Ищу Андреаса в поисковиках и в социальных сетях. Судя по всему, он жив и состоит в правлении – что это такое? – а, крупный шотландский банк. Главный риск-менеджер. Я так и вижу его перед собой: полуброги ручной работы, приталенный кашемировый костюм узкого кроя, шелковый галстук, платок в тон, лицо гладко выбрито и, конечно, лысина, она уже в юности была. Но погодите, секундочку. Картинка внезапно меняется: черные резиновые сапоги до колен, подошва толстая, голенище широкое, старые грязно-коричневые брюки, фланелевая рубашка в крупную клетку, в руках – ружье. Ружье? Да, все верно, Андреас направляет ствол поочередно на своих братьев и на меня, издавая звуки, похожие на выстрелы, свистящие, хлопающие, громыхающие, а потом вдруг начинает хохотать, как сумасшедший, и рот его больше не напоминает дуло, и он оставляет нас в покое. А его губа? Как она выглядит сейчас, спустя столько лет? Ищу в «картинках», ничего нет. А губа между тем все увеличивается. Хотя нет, это уже не верхняя губа, пусть даже и зашитая грубо, на скорую руку, с ужасным толстым рубцом. Перед мысленным взором разворачивается, разрастается некрасивая история, вообще-то уже давно сознательно уничтоженная, изгнанная из памяти, но теперь ее обрывки и клочки вновь собираются вместе, наслаиваются друг на друга, вздымаются горой – и складываются в отвратительные гримасы и видения.

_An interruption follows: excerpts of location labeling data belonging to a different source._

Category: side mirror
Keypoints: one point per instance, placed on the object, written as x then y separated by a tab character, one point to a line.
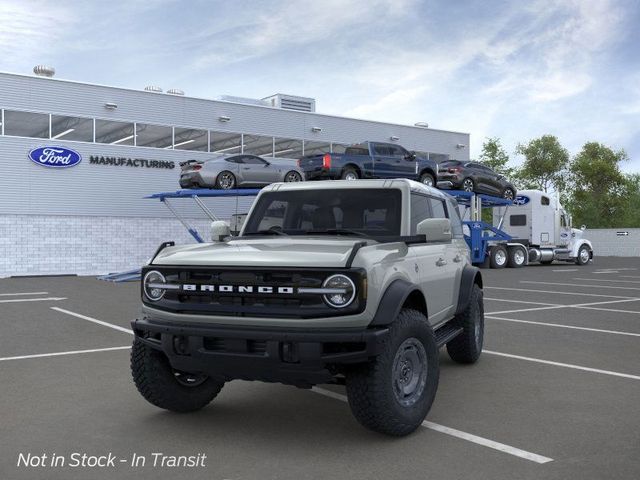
435	229
219	230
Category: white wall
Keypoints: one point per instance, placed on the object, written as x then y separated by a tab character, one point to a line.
607	242
83	245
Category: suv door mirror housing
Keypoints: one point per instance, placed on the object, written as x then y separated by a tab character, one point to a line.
219	230
435	229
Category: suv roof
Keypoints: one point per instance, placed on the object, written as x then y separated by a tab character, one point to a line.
400	183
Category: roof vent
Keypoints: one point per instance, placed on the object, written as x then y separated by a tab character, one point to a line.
44	71
291	102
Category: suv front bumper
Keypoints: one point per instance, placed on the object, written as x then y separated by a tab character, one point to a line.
292	356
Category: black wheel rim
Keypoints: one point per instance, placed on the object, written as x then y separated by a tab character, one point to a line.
189	379
409	373
226	181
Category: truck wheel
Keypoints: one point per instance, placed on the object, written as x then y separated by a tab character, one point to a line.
467	347
350	173
167	388
427	179
517	257
393	393
583	255
498	257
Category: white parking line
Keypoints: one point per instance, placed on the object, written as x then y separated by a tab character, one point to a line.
575	305
25	293
19	300
573	327
519	301
94	320
533	457
565	365
604	280
526	290
58	354
581	286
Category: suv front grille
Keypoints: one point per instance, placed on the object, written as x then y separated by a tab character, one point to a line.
277	303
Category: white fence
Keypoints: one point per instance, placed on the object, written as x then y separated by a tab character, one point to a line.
615	242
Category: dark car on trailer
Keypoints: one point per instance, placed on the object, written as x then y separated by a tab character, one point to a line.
370	160
475	177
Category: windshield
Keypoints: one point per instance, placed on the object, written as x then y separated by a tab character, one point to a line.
357	212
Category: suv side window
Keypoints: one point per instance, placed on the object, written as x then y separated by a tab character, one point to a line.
437	208
420	209
454	216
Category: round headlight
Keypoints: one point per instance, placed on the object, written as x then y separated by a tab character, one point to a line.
340	291
152	283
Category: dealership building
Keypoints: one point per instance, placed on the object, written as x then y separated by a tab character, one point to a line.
92	218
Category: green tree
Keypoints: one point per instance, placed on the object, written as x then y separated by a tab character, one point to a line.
600	192
545	164
495	157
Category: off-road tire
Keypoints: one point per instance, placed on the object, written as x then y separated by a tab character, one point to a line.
156	382
467	347
579	258
348	173
427	176
495	256
370	387
219	180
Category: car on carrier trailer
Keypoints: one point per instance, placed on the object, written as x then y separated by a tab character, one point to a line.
355	283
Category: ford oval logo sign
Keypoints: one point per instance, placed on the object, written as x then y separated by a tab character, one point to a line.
56	157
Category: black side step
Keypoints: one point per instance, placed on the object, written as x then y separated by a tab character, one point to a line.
447	333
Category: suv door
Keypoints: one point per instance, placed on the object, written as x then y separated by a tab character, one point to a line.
383	161
437	269
257	171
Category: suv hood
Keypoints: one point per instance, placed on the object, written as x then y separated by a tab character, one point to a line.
263	252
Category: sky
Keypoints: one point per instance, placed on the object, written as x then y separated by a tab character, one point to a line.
507	69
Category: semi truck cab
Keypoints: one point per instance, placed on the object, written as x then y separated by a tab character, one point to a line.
540	223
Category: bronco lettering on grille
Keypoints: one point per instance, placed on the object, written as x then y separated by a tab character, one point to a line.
264	289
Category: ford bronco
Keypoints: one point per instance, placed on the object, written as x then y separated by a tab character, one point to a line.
341	282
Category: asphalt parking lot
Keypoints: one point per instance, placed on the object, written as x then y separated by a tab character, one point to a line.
555	394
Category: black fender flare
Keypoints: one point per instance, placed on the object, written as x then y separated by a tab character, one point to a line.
391	302
470	275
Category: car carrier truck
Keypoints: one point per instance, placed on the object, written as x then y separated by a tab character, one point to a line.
540	230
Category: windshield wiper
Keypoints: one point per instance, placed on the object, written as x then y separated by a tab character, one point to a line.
337	231
266	232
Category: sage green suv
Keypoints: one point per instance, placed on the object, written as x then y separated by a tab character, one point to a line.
339	282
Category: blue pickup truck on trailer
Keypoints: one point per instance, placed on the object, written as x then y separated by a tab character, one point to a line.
370	160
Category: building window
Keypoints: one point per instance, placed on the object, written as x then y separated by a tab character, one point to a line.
316	148
287	148
225	143
26	124
115	133
190	139
157	136
71	128
258	145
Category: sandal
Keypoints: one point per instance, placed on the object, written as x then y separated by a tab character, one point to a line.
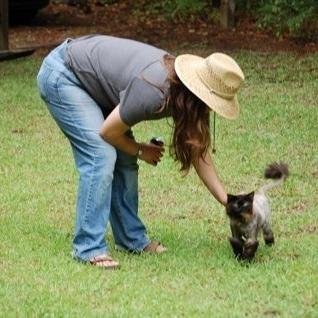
155	248
104	261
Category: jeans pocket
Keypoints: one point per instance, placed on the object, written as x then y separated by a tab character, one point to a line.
42	78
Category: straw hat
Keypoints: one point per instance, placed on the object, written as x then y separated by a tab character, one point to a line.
215	80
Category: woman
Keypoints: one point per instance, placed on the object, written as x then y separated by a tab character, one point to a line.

Лето наступило внезапно. Проснулись – в голове дурман – и не сразу сообразили, отчего вдруг утром так душно. Весной было много дождей, листья на деревьях и кустарниках появились поздно, зато так бурно, словно в последний раз; не привычная нежная зелень, а листва глубокого, прямо-таки неистового цвета, которая отбрасывала густую тень. Петр водил мне по спине утиным пером, которое у него было вместо закладки. «Рукой нельзя, липко, – сказал он. – Пойдем искупаемся». Мы ехали на велосипедах, не держась за руль, под деревьями по берегу реки, полосы света и тени сменяли друг друга быстро, резко, мы ехали очень близко друг к другу, едва не сцепляясь рулями, и Петр сказал: «Через две недели я уезжаю», – тут я упала и разбила колено. «Во Францию, пасти овец», – добавил он, когда выуживал у меня из раны крошки гравия, а я мрачно и недоверчиво смотрела на него. Арендатор с семьей отправляется в отпуск на Атлантическое побережье, и он согласился его подменить и посмотреть за фермой, как и в прошлом году.
– Ты мне об этом ничего не рассказывал.
– Разве? Мне казалось, рассказывал.
Я вскочила, рывком подняла велосипед, влезла на него и помчалась прочь, как можно быстрее. Петр – за мной. Догнав меня, он крикнул: «Ничего не выйдет». Увидев боковым зрением, что он собирается меня обогнать, я выпрямилась, размахнулась и выкинула правую руку в его сторону, словно шлагбаум. Петр вскрикнул и упал, теперь уже мне пришлось выуживать гравий у него из колена. Но этим дело не ограничилось: ссадина на локте, ушиб запястья, растяжение лодыжки. «Ты чокнутая», – сказал он и мрачно посмотрел на меня, еще мрачнее, чем я давеча.
«Мне очень жаль».
Он ничего не ответил.
После купания – травмы травмами, но он проплыл свои три километра кролем, а я – пару дорожек брассом, – он принял душ рядом с бассейном, я – у кабинок для переодевания, и у вертушки на выходе он вдруг спросил: «Ты поедешь со мной?»
«Легко».
Отпуск арендатора длился четыре недели. Овечья ферма находилась в самом что ни на есть сердце Франции. Там, откуда Бурбоны родом, и у департамента до сих пор их герб, прямо на краю лесного массива размером с Париж, сплошь из скальных дубов высотой по двадцать-тридцать метров.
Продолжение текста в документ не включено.